Exam boards said the fall in results reflected a lower-achieving group of candidates, rather than the exams being made "more challenging".
In previous years, when more candidates sat AS levels as the first stage of the exam, some poorer performing pupils would have been "weeded out", said Mark Bedlow, director of regulation at exam board OCR.
Leader of the ASCL head teachers' union, Geoff Barton, said that when AS-levels no longer contributed to final A-level grades, schools were increasingly likely to abandon the exam.
AS-level entries have fallen by more than 40% this year, and Mr Barton said he regretted this "narrowing" of options.
Testing new exams
But changes to A-level exams, including updated content, were defended by John Blake, head of education at the Policy Exchange think tank.
He said they had been designed to end a culture within schools of pupils repeatedly resitting exams to get the best grade. This was painful and time-consuming for teachers and pupils, he claimed.
"It led to less teaching time and made it harder to get a proper grasp of the subject."
But there have been concerns from pupils who have been the first to take these revised exams.

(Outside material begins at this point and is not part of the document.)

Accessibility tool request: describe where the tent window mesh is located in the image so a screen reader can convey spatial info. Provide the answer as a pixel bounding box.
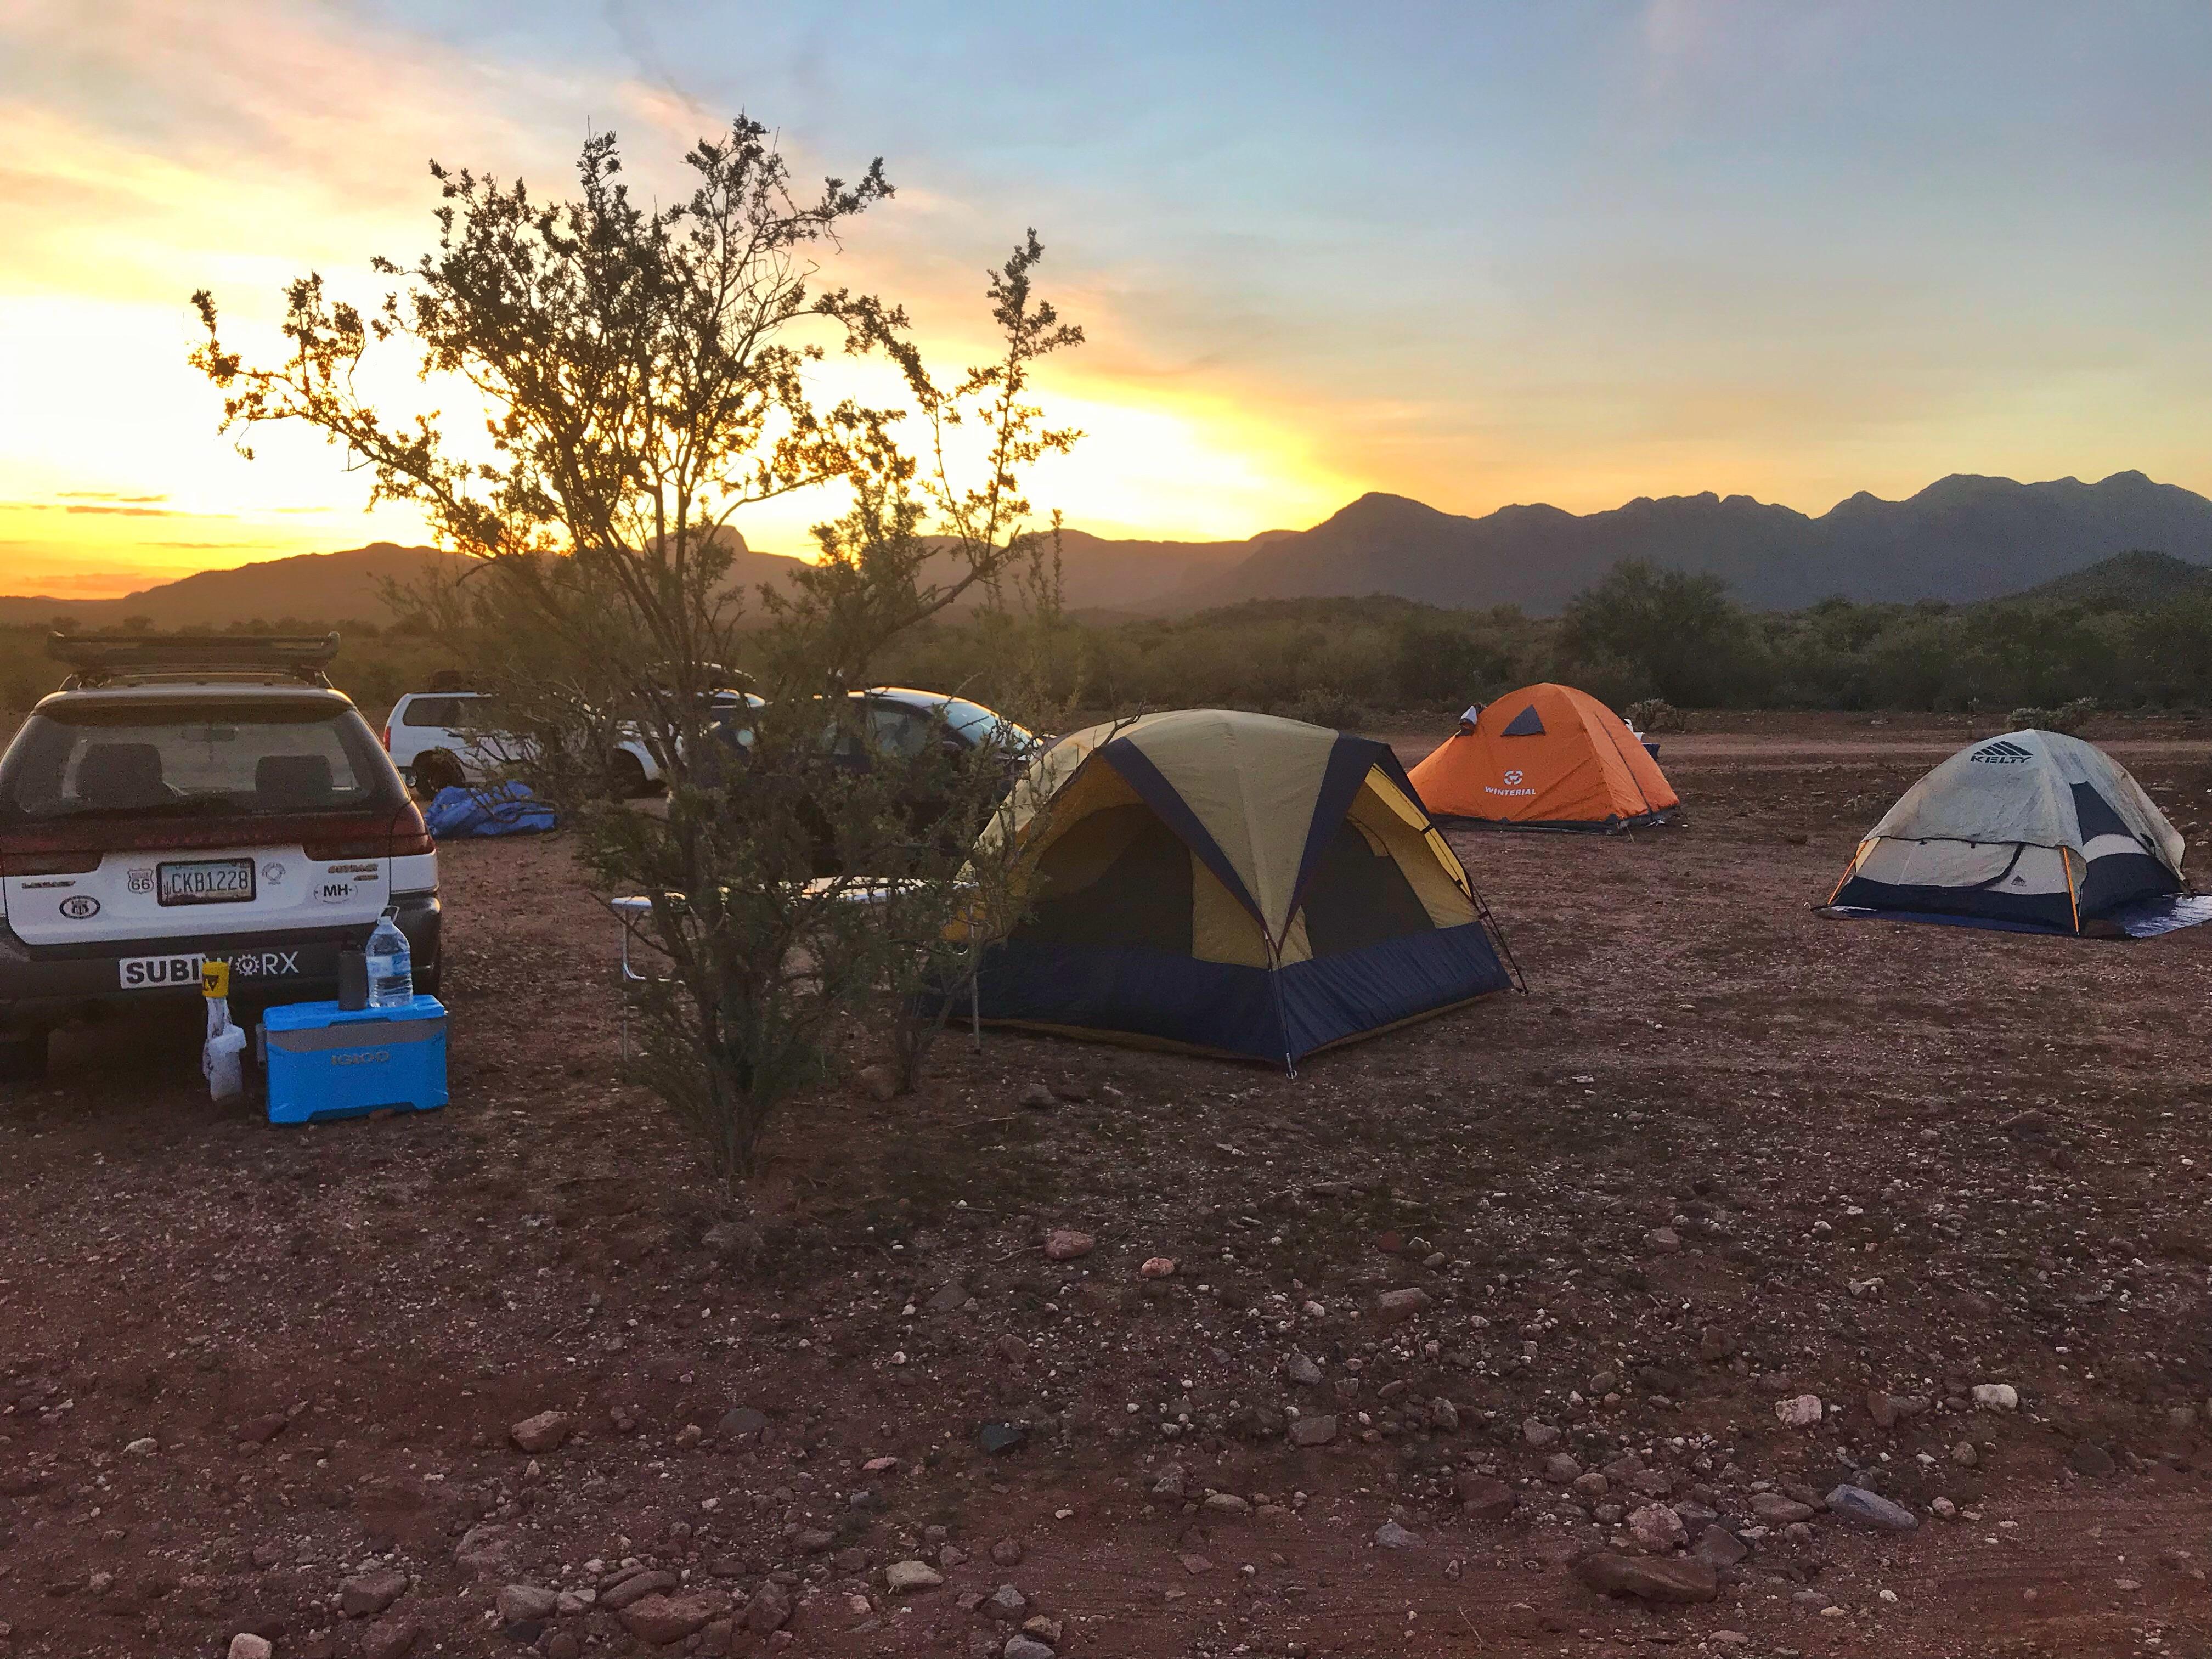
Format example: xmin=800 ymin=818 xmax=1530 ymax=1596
xmin=1015 ymin=804 xmax=1193 ymax=955
xmin=1297 ymin=819 xmax=1437 ymax=957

A survey of A-level students from the Student Room website found worries about a lack of textbooks and practice papers for the new style of exams.
Alex Scharaschkin, director of research and compliance at AQA board, said: "We do sympathise and understand it's an anxious time for students who are the first to go into these first qualifications."
He said some groups of pupils will have adapted to the changes easily, while others would have found it more difficult.
Schools minister Nick Gibb said: "We want everyone, regardless of background, to be able to fulfil their potential and for many, A levels are the pathway to a university degree.
"The increase in entries to facilitating subjects, those that give students the greatest choice of options at university, mean even more young people will have access to all the opportunities higher education provides.
"There has been a strong uptake in core subjects, such as maths, which continues to be the most popular A level with maths and further maths having nearly 25 per cent more entries than in 2010."